On any given day, we utilize our hands for many different actions at work, home, and sports activities. Hands are so important that the main function of our shoulders and elbows are to position our hands in space for gross motor and fine motor movements. Hands have many small bones, joints, ligaments and tendons working together to support a seemingly infinite number of actions. Hands are constantly working, performing many alternating repetitive and unique activities over the course of each day. Additionally, our hands are extremely sensitive and yet strong. Able to perform the most simple and complex tasks. This is why hand injuries like sprains, fractures, and tendon injuries are both painful and can take a long time to recover from and get back to normal functioning.
Some recent examples of hand injuries seen at Sports Health Northwest include:
- Several months ago, while vacationing in another country, a 59-year-old patient tripped and fell injuring her left wrist, foot, and knee. Though her hand wasn’t x-rayed or treated when she was initially seen by a local clinic, her persistent pain, weakness, and limited motion with daily activities like getting dressed and gripping objects led her to seek treatment at our sports medicine clinic when she returned. Her x-rays showed a fracture of the small finger metacarpal bone. After a short period of immobilization, she is now back to golfing, gardening, and other activities she enjoys.
- Recently, I had a patient who had been struggling for months with pain in both thumbs due to repetitive use. He was able to use a computer and type without pain, but his daily work also required use of his hands to repeatedly grip and twist and turn objects in a rotational screwdriver type motion. He had developed pain in his thumb joints and tendons from repeated fine motor movements limiting his ability to perform pinching and gripping related tasks. With rest and topical anti-inflammatory medication followed by strengthening exercises, and task modifications, he has been able return to full work.
- Another patient enjoyed tying fishing flies and rowing his drift boat on the rivers around Portland, Oregon, but a trigger finger on one hand soon turned into trigger fingers involving both hands affecting his long finger and made it painful and difficult to perform the fishing activities he enjoys.
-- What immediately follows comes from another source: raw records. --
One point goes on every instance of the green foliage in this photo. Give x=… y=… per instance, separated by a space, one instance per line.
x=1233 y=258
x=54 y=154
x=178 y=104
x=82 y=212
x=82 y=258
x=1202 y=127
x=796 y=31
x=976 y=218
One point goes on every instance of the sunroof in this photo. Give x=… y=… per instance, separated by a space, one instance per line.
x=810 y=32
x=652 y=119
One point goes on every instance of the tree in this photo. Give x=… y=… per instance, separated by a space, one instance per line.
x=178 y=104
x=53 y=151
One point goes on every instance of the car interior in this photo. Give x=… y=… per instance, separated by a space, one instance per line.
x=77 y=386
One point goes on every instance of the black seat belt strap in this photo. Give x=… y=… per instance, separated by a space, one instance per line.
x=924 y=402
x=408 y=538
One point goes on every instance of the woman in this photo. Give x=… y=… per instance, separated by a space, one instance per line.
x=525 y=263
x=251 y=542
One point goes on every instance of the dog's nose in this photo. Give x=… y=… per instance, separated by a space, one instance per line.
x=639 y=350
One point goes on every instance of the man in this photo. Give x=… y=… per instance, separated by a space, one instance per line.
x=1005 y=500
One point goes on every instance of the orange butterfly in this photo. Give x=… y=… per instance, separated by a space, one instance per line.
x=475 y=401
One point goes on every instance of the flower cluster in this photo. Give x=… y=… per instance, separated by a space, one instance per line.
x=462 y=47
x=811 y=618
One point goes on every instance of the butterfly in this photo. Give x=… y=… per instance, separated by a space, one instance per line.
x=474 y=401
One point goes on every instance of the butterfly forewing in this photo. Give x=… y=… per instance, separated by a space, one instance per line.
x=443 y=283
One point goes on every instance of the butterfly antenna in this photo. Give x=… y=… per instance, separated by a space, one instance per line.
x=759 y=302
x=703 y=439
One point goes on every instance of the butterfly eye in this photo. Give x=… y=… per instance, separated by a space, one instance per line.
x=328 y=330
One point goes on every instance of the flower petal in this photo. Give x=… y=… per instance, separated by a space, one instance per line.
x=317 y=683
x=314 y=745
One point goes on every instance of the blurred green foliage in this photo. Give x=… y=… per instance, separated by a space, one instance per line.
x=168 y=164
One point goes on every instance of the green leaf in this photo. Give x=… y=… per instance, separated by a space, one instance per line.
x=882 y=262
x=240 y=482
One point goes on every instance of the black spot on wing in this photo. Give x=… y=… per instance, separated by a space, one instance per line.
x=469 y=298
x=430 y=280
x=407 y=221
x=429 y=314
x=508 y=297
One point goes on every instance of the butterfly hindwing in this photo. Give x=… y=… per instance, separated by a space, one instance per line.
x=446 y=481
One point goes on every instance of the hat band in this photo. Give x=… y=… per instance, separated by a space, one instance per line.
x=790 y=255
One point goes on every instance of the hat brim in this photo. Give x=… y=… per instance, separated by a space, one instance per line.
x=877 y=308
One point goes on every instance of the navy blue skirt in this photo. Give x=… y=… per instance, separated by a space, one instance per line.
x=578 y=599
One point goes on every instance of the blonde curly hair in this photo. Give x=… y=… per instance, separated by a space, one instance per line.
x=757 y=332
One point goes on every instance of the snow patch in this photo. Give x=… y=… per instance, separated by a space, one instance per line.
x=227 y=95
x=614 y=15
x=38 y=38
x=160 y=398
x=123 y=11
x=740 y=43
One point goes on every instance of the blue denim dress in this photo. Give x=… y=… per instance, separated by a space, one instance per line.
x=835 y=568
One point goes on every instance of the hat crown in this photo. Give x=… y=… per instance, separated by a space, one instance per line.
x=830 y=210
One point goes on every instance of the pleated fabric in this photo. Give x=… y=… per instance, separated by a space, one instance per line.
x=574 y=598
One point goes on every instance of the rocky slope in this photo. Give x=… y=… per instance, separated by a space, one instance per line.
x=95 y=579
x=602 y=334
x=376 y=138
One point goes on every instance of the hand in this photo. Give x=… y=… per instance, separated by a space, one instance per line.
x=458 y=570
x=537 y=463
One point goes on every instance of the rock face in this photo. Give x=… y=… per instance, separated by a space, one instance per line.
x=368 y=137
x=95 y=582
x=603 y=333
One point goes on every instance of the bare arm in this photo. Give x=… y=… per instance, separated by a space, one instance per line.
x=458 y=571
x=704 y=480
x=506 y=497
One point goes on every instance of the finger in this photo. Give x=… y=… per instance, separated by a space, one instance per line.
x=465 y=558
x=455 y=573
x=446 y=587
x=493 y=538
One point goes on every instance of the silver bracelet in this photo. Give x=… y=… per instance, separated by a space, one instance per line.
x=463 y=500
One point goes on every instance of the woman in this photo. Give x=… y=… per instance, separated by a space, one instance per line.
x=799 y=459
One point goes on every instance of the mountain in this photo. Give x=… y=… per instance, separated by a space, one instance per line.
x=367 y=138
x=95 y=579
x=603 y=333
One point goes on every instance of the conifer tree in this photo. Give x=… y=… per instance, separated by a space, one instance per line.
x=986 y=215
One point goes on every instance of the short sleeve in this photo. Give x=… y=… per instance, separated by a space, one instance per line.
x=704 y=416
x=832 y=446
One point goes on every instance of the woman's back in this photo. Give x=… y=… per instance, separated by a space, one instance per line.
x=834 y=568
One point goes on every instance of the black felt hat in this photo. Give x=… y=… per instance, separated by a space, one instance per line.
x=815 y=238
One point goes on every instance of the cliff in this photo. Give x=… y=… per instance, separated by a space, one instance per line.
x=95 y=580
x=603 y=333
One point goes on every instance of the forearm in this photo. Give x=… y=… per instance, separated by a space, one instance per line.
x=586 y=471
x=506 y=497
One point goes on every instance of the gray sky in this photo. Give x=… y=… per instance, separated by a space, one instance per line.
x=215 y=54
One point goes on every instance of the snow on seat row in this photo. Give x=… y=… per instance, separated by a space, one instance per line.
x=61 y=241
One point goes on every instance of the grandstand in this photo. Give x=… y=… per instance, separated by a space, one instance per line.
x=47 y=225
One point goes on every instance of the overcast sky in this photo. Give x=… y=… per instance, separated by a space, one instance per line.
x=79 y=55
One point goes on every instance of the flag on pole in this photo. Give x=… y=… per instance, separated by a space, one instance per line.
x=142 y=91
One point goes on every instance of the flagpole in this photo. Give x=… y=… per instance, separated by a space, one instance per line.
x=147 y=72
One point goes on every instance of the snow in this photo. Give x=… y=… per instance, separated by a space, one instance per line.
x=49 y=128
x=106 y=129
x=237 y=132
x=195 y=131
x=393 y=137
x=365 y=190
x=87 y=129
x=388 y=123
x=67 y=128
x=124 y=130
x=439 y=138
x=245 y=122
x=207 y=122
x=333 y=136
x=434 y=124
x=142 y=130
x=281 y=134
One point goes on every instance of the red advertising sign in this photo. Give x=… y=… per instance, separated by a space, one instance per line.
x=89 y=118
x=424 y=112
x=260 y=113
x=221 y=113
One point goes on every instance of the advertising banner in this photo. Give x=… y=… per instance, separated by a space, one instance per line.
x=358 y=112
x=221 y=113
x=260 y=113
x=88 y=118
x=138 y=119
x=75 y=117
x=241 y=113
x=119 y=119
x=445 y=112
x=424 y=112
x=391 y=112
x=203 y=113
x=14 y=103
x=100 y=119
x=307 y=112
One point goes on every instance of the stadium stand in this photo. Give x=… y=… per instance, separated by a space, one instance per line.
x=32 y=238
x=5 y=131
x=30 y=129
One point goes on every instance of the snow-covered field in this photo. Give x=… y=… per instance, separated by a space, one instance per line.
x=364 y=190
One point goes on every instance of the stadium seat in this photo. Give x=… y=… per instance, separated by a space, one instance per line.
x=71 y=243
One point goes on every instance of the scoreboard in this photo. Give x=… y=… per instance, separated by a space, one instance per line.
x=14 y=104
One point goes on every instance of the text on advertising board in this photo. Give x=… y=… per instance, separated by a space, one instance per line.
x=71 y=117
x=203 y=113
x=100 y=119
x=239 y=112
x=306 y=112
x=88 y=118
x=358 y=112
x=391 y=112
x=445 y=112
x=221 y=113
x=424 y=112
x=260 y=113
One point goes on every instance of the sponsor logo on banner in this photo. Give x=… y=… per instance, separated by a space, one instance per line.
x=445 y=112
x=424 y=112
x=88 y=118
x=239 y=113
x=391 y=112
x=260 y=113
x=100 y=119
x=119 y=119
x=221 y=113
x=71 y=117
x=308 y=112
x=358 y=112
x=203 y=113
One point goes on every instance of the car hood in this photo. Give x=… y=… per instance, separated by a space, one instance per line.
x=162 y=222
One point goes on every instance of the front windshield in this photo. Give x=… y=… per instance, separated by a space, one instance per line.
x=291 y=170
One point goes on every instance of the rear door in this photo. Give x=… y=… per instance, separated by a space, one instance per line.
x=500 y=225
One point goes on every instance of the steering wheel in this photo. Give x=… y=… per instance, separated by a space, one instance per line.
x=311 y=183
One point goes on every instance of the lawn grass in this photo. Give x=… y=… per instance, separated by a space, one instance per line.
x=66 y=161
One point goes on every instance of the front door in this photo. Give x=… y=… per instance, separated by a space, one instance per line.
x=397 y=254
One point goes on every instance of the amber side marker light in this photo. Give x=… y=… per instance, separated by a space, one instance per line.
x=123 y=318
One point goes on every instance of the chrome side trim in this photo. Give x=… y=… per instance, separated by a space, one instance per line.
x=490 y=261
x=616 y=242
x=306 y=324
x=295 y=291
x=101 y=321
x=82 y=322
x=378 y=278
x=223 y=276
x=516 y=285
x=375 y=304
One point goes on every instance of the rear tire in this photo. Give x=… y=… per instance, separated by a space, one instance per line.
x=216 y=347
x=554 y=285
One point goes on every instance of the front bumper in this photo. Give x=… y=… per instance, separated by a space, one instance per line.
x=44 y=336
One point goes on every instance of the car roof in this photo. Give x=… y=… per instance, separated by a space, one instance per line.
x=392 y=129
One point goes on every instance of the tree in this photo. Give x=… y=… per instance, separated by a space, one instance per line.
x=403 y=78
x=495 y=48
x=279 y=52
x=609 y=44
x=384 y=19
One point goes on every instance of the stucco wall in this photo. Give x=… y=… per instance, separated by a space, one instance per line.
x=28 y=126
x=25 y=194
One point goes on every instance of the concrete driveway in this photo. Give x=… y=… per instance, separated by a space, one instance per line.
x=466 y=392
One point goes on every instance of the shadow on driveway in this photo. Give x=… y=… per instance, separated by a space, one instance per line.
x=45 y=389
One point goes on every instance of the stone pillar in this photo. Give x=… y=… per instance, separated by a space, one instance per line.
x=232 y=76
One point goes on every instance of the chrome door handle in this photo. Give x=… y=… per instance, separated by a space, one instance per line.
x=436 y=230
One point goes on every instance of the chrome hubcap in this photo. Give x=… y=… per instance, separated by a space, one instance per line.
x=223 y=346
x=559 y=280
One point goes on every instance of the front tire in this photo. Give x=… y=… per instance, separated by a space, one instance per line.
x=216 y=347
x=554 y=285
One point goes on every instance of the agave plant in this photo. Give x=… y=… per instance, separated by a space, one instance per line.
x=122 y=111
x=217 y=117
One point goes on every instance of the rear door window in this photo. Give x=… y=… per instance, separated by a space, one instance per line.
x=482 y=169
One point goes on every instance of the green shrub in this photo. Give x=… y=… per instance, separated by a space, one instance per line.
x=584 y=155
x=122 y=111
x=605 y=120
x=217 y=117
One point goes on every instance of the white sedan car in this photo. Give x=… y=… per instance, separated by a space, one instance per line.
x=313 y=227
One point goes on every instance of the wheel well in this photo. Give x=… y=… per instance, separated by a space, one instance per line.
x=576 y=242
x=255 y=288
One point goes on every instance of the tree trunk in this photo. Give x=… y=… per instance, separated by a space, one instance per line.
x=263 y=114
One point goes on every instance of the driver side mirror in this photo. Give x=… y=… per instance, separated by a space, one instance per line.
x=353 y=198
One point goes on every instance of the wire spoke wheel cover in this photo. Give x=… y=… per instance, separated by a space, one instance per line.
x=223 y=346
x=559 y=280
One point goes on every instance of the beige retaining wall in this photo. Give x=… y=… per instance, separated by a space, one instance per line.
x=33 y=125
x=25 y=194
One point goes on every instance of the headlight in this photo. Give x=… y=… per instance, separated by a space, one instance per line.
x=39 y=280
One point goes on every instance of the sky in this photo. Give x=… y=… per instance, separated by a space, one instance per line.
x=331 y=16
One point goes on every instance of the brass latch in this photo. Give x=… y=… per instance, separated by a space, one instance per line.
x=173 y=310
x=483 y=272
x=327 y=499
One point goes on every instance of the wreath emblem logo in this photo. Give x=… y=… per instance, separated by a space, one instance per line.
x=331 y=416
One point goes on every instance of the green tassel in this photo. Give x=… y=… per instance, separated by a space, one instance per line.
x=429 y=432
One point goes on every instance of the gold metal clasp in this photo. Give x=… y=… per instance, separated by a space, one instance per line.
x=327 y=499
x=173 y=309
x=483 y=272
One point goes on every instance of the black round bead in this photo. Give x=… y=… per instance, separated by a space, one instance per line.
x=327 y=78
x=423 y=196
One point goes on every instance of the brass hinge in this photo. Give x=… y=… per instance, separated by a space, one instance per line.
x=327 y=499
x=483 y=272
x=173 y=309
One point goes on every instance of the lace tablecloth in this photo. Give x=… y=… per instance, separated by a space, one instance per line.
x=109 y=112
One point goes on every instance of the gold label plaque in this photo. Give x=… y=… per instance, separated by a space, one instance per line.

However, an injection and splinting the affected fingers helped him enjoy his summer fishing and boating.
Trigger finger is a common condition caused by abnormal movement of a thickened, sometimes inflamed, or swollen flexor tendon as it glides within its tendon sheath through the first annular pulley, which may also be narrowed and thickened. Trigger finger causes pain, catching, and/or locking of the affected digit. Treatment is typically conservative, including rest, splinting, and oral and topical nonsteroidal anti-inflammatory drugs (NSAIDs). Corticosteroid injections are usually considered when conservative management is not effective or function is impaired.
Although corticosteroid injections (CSI) can be effective at relieving symptoms they have to be utilized with caution as unwanted adverse effects, such as fat atrophy and hypopigmentation of the skin and elevated blood glucose levels in patients with diabetes mellitus can occur. An injectable NSAID such as ketorolac at the level of the first annular pulley could avoid these adverse effects and may be more effective in treating trigger finger.
As described above, these unique and painful hand injuries involve a joint, tendon, and/or bone related injury to the hand. While treatment and expectations for recovery vary from person to person and injury to injury, At Sports Health Northwest, we want to help you recover from your hand injury and get you back to the sports and work activity you enjoy and rely on.